Critics See Trump Health Data Rules as Boon for Big Tech

March 15, 2020 Media

Critics are sounding the alarm over new rules introduced by the Department of Health and Human Services (HHS) this week to give Americans more control over their health data.

They warn that while more access to health data for patients and small, consumer-focused companies, could be hugely beneficial, there are not enough protections in the rules to safeguard sensitive information or stop big tech companies from acquiring the data.

The two new rules were issued by the HHS Office of the National Coordinator for Health Information Technology (ONC) and the Centers for Medicare and Medicaid Services (CMS).
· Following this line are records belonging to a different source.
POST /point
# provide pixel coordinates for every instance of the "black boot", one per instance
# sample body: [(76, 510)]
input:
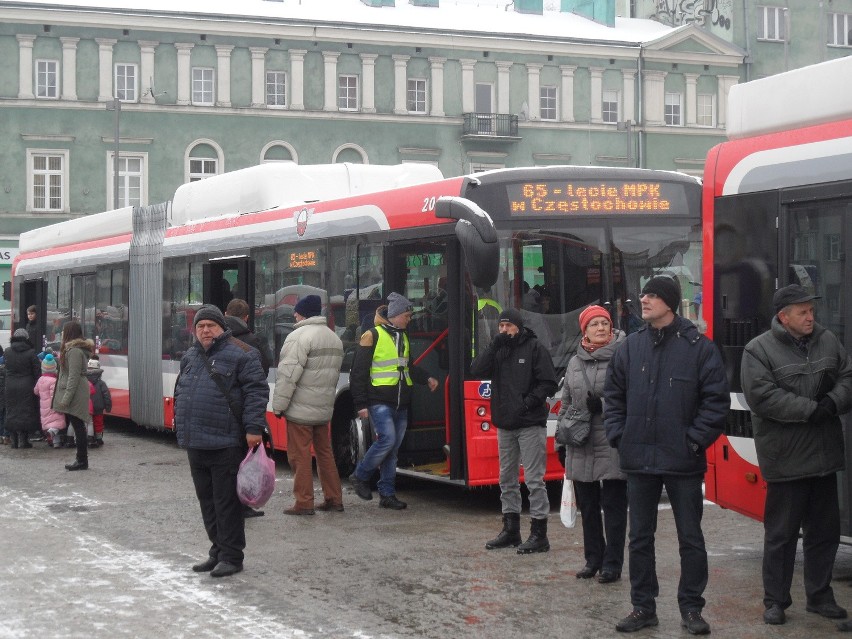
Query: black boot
[(537, 541), (511, 533)]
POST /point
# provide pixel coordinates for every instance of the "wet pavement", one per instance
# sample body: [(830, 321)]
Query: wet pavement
[(107, 553)]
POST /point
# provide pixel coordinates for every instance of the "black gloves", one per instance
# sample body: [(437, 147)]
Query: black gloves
[(594, 403), (825, 410)]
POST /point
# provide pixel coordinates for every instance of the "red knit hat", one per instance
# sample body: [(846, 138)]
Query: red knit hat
[(590, 313)]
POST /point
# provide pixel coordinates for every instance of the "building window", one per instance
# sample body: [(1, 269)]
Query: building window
[(770, 24), (839, 26), (201, 168), (47, 79), (547, 103), (609, 112), (202, 86), (126, 86), (47, 179), (276, 84), (416, 96), (131, 179), (673, 109), (705, 114), (347, 92)]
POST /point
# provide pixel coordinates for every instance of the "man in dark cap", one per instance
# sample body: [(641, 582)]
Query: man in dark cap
[(381, 380), (666, 402), (220, 406), (308, 370), (522, 378), (797, 380)]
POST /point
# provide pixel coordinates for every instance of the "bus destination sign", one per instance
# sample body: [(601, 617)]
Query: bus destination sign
[(591, 197)]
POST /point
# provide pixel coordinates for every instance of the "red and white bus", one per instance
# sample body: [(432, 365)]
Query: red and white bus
[(778, 210), (547, 240)]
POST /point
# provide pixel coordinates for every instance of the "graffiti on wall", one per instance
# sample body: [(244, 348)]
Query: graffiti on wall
[(702, 13)]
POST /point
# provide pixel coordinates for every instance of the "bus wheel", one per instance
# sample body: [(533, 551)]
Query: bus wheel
[(345, 439)]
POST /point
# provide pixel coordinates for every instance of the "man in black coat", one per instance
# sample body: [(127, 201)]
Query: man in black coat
[(667, 401), (522, 378)]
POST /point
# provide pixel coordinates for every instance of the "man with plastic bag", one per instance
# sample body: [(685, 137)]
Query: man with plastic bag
[(308, 370), (220, 397)]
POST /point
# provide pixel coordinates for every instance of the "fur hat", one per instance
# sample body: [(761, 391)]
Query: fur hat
[(48, 364), (591, 312), (513, 316), (211, 313), (309, 306), (666, 289), (397, 305)]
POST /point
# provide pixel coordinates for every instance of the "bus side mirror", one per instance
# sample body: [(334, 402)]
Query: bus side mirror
[(475, 231)]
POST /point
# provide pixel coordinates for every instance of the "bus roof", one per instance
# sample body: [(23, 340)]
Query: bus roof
[(280, 184), (811, 95)]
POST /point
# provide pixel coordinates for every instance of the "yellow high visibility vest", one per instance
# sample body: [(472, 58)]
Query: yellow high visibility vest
[(388, 367)]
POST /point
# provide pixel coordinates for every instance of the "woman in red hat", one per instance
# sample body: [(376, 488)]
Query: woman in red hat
[(593, 466)]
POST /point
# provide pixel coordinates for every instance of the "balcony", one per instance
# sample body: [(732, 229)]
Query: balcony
[(493, 126)]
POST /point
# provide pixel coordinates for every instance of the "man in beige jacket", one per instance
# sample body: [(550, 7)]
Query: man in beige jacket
[(308, 369)]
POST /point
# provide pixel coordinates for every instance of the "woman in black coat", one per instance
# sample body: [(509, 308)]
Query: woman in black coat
[(22, 371)]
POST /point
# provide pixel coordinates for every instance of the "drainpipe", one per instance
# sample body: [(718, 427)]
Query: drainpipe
[(640, 114)]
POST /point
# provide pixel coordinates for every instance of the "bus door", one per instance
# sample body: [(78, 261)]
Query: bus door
[(229, 278), (813, 248), (33, 293), (420, 271)]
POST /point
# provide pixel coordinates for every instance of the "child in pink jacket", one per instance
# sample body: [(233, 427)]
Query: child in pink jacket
[(52, 422)]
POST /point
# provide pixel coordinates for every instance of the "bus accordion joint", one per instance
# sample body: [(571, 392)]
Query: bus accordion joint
[(476, 234)]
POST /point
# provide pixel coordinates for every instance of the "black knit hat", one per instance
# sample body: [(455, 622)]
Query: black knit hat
[(513, 316), (212, 313), (666, 289)]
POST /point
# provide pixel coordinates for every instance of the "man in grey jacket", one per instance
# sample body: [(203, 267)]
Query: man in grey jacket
[(797, 380), (308, 370)]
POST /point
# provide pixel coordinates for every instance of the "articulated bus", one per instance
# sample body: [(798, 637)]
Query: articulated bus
[(778, 210), (548, 241)]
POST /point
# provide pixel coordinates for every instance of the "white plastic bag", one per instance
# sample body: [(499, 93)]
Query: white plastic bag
[(568, 509)]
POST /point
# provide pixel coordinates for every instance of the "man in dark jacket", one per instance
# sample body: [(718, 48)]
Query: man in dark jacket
[(213, 420), (236, 317), (797, 380), (522, 378), (381, 379), (666, 402)]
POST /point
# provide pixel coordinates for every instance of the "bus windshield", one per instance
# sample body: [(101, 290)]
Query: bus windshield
[(551, 275)]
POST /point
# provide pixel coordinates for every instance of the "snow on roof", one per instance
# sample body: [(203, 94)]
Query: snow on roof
[(472, 17)]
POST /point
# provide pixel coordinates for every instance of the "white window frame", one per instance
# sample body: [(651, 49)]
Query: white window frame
[(840, 24), (673, 109), (417, 95), (125, 176), (348, 92), (47, 79), (203, 85), (771, 25), (126, 84), (705, 102), (274, 80), (548, 102), (62, 173), (610, 98)]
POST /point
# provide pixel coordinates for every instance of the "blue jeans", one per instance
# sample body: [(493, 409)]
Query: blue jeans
[(390, 424), (643, 496)]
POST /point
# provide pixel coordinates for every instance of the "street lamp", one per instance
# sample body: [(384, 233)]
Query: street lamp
[(627, 126), (115, 105)]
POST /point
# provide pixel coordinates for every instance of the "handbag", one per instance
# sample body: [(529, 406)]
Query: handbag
[(568, 509)]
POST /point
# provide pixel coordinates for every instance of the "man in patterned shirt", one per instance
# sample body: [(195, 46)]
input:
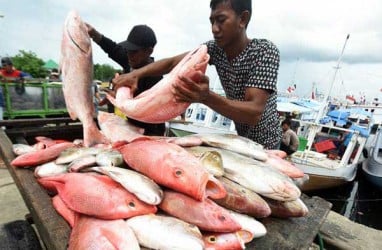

The ONC rule, which implements certain portions of the 2016 21st Century Cures Act, requires health providers to allow patients to electronically access their health data for free.

The CMS “Interoperability and Patient Access” rule focuses on securing the exchange of health information and requires third-party groups to provide information on their data privacy policies before information is shared with them.

Moving health data from hospitals and electronic health record companies — also known as EHRs — to patients is a significant shift in how America treats medical information.

Supporters of the new rules say they will empower patients, allowing them to use their health data to access better or different treatments more easily. Patients have always been able to request data from their providers, but the process can be time-consuming and come with potentially prohibitive fees.

“[The rules are] particularly helpful for complicated patients, patients that have chronic disease that have to see a lot of specialists, if they have to transfer their records from one system to another, the way the system is set up really segments care, making data more interoperable will fix a lot of those existing problems,” Olivia Webb, a policy analyst at the newly formed anti-monopoly organization the American Economic Liberties Project, told The Hill.